Persistent Homology for Labeled Datasets: Gromov-Hausdorff Stability and Generalized Landscapes

TL;DR

This paper extends metric geometry tools like Gromov-Hausdorff distance and persistent homology to labeled datasets, ensuring stability and computability for real-world applications with categorical labels.

Contribution

It introduces a framework for labeled metric spaces and develops new stable Gromov-Hausdorff and persistent homology notions tailored for labeled data.

Findings

Persistent homology is stable under the new labeled Gromov-Hausdorff distance.

Labeled persistence landscapes are Lipschitz continuous.

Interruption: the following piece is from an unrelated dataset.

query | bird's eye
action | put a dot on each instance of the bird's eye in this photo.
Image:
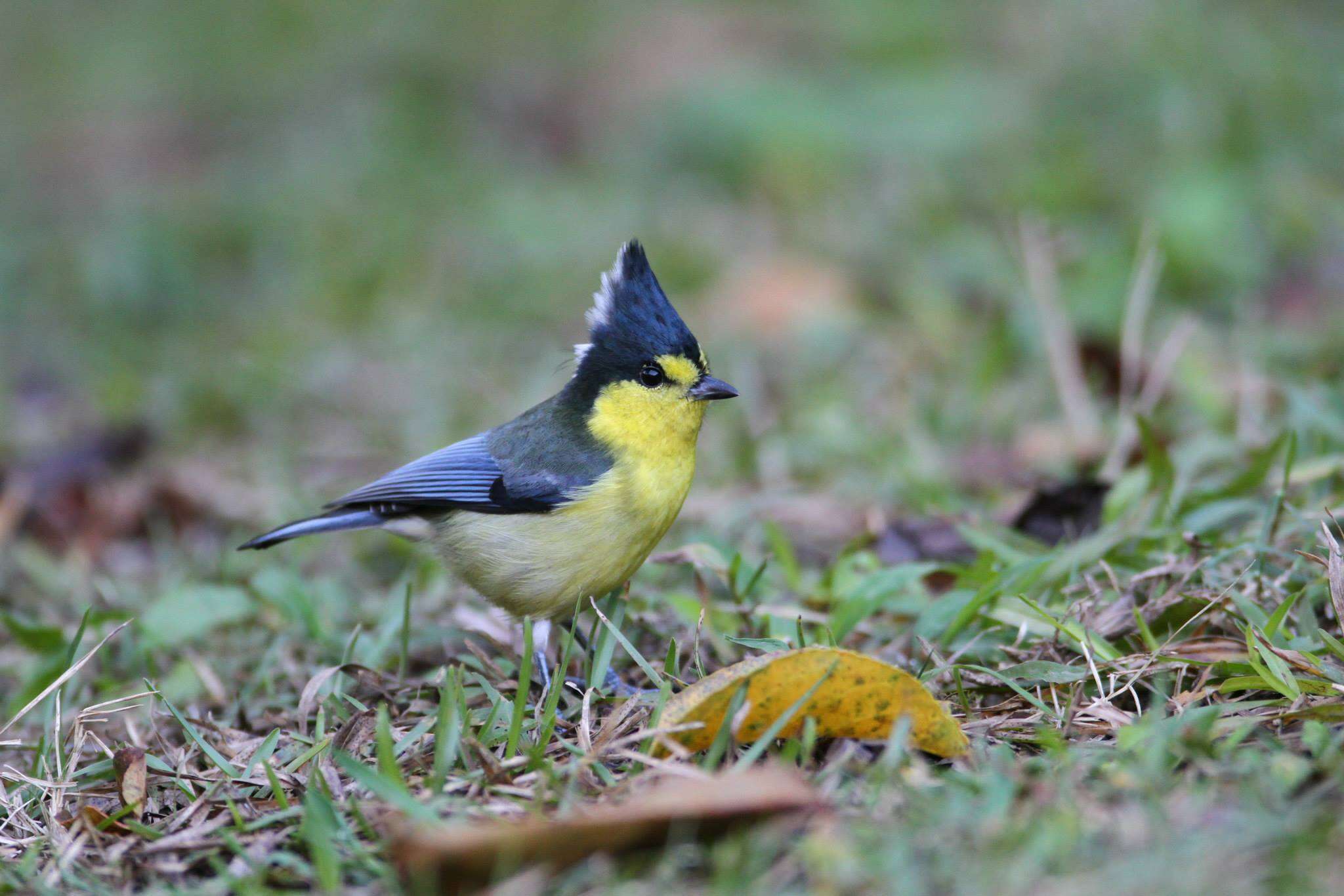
(651, 375)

Framework applies to datasets with categorical labels.

Abstract

Techniques from metric geometry have become fundamental tools in modern mathematical data science, providing principled methods for comparing datasets modeled as finite metric spaces. Two of the central tools in this area are the Gromov-Hausdorff distance and persistent homology, both of which yield isometry-invariant notions of distance between datasets. However, these frameworks do not account for categorical labels, which are intrinsic to many real-world datasets, such as labeled images, pre-clustered data, and semantically segmented shapes. In this paper, we introduce a general framework for labeled metric spaces and develop new notions of Gromov-Hausdorff distance and persistent homology which are adapted to this setting. Our main result shows that our persistent homology construction is stable with respect to our novel notion of Gromov-Hausdorff distance, extending a classic result in topological data analysis. To facilitate computation, we also introduce a labeled version of persistence landscapes and show that the landscape map is Lipschitz.